We saw the underdog Philadelphia Eagles take down the machine that is the New England Patriots at the Super Bowl. We saw the Golden State Warriors win their fourth NBA title in three years and establish a new kind of dominance in the association. We saw the Boston Red Sox overcome their naysayers and win a World Series. The winners of 2018 will always be remembered.
But in 2018, we saw sports do so much more than give us a new set of champions. Perhaps the most important thing that sports has to offer is unity. Regardless of where you live, or what team you root for sports have certain knack for bringing people together. In 2018 the sports world came together in a time of tragedy in order to honor the lives of the Humboldt Broncos, a Canadian junior hockey team that was involved in a major bus crash, which saw 16 young men lose their lives. In both Canada and the U.S. hockey sticks were left out on front porches over night to honor those who were lost in the crash. And through the efforts of the NHL and other sport organizations, over $15 million was raised to support the families of said victims. Not only did sports help many overcome tragedy this year, it also overcame political strife, even if for a brief moment in time.
The Olympics serve as a time to bring the best athletes in the world together and celebrate unity through competition, and a chance for those athletes to represent their respective homelands. However, many were amazed to see a unified North and South Korea walk into the 2018 Olympics together. Considering the two nations have been separated since 1945, their walk together offered a brief snapshot of complete unity. Not only did we see political differences, and tragedy overcome in the world of sports this year, but we also saw a number of barriers begin to be broken down.
In the NBA, Becky Hammon became the first woman to interview for a head coaching position when met with the Milwaukee Bucks over the summer and became a prime candidate for the job. Although the Bucks ultimately went in a different direction, the fact that Hammon, who has been an assistant coach for the San Antonio Spurs since 2014, came so close tells us that although the barrier hasn’t been broken yet, it could be very soon. But perhaps the most captivating thing we saw from sports in 2018 was the emergence of the underdog.
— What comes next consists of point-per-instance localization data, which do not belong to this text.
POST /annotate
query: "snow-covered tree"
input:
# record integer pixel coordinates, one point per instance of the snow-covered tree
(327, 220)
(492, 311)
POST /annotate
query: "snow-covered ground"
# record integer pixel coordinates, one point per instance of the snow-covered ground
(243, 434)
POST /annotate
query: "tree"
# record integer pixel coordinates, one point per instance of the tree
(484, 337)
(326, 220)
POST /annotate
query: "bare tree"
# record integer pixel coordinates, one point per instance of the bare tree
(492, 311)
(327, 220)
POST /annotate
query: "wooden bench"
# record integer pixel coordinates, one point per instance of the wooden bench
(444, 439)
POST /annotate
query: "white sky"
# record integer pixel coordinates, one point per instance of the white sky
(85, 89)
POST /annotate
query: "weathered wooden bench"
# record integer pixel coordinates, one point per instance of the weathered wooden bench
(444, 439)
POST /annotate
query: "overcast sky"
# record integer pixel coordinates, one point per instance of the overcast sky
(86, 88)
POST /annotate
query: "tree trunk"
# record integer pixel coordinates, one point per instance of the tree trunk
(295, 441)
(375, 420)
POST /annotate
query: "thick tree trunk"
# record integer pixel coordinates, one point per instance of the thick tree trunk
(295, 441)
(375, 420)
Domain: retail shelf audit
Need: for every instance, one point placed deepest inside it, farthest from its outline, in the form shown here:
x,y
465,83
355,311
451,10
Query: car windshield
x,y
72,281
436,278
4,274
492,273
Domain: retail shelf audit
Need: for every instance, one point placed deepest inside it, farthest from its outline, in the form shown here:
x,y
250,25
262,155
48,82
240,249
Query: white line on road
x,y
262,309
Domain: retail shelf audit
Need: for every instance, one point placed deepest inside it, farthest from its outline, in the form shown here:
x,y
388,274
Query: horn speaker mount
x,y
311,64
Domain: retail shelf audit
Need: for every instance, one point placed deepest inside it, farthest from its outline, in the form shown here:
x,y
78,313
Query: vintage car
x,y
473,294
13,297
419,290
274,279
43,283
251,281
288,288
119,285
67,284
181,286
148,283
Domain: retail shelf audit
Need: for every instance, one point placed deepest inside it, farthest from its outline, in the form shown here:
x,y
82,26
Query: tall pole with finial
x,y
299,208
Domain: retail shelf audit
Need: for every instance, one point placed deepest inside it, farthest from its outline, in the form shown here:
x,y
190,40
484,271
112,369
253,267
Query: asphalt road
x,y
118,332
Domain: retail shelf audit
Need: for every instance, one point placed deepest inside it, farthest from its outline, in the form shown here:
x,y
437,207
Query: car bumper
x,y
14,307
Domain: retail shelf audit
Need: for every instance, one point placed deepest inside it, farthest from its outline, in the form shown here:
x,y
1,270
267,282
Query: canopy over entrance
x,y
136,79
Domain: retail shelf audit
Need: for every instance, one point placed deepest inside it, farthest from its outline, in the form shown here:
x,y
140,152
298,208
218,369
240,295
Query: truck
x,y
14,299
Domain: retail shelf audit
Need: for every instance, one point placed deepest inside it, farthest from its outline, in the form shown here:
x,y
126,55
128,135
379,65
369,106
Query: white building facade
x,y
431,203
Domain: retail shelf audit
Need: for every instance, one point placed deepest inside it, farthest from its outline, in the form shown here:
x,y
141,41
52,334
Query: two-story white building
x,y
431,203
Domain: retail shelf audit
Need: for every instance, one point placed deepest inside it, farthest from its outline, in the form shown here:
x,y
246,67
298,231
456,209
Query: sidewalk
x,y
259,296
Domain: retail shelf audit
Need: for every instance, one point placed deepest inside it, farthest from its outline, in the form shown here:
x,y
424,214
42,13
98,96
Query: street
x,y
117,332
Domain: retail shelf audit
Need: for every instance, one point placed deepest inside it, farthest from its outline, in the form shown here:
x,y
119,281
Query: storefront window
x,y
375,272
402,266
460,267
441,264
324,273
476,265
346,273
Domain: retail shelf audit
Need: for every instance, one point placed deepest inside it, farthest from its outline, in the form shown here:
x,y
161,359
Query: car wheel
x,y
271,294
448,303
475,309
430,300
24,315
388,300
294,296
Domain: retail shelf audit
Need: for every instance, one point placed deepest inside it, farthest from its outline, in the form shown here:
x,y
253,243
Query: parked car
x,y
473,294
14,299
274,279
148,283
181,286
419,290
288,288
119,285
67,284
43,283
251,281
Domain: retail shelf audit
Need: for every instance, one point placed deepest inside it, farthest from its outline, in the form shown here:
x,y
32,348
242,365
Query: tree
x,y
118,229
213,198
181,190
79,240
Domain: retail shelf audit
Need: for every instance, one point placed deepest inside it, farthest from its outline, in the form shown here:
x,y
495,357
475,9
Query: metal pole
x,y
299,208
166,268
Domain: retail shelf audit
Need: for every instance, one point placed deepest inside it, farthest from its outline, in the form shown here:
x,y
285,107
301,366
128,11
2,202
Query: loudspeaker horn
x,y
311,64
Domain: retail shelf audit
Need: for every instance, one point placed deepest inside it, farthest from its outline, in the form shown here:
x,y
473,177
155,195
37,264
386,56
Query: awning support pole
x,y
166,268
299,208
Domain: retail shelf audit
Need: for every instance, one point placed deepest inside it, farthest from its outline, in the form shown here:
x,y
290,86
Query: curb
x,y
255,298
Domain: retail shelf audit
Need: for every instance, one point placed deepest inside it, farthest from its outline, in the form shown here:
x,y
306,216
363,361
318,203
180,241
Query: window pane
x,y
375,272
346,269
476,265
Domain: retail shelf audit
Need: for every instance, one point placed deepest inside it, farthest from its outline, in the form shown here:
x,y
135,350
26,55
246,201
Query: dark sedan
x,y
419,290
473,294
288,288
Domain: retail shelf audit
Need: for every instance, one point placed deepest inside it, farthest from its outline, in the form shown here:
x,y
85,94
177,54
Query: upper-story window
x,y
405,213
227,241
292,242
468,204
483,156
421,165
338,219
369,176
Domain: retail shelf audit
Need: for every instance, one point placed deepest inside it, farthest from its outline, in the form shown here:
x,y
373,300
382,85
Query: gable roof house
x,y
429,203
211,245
In march, we all saw the incredible story of the Loyola-Chicago Ramblers, the unknown college that went into March Madness as an 11-seed and managed to make it all the way to the Final Four. And history was made in the very first round of that same tournament when UMBC, a 16-seed, defeated the number one seed Virginia. Before that game, teams that were a 16-seed were 0-135 against No.1 teams.
History was made and dreams were realized, not only in the NCAA but also in the NHL. In 2018, the NHL unveiled its newest expansion team, the Las Vegas Golden Knights. Like any expansion team, its roster consisted of rejects from around the league. But those rejects played with a serious chip on their shoulder and they took a franchise to the Stanley Cup Final in the first year of its existence. In 2018, the world of sports taught us that anyone can do anything with enough passion and drive.
As we look into the New Year, we anticipate more incredible stories from the world of sports. Stories of underdogs, stories of unity, stories of tragedy and how people come together to rise above it. Through all of these stories, we sports writers will be there. We will write to make sure that these incredible stories keep their place in history.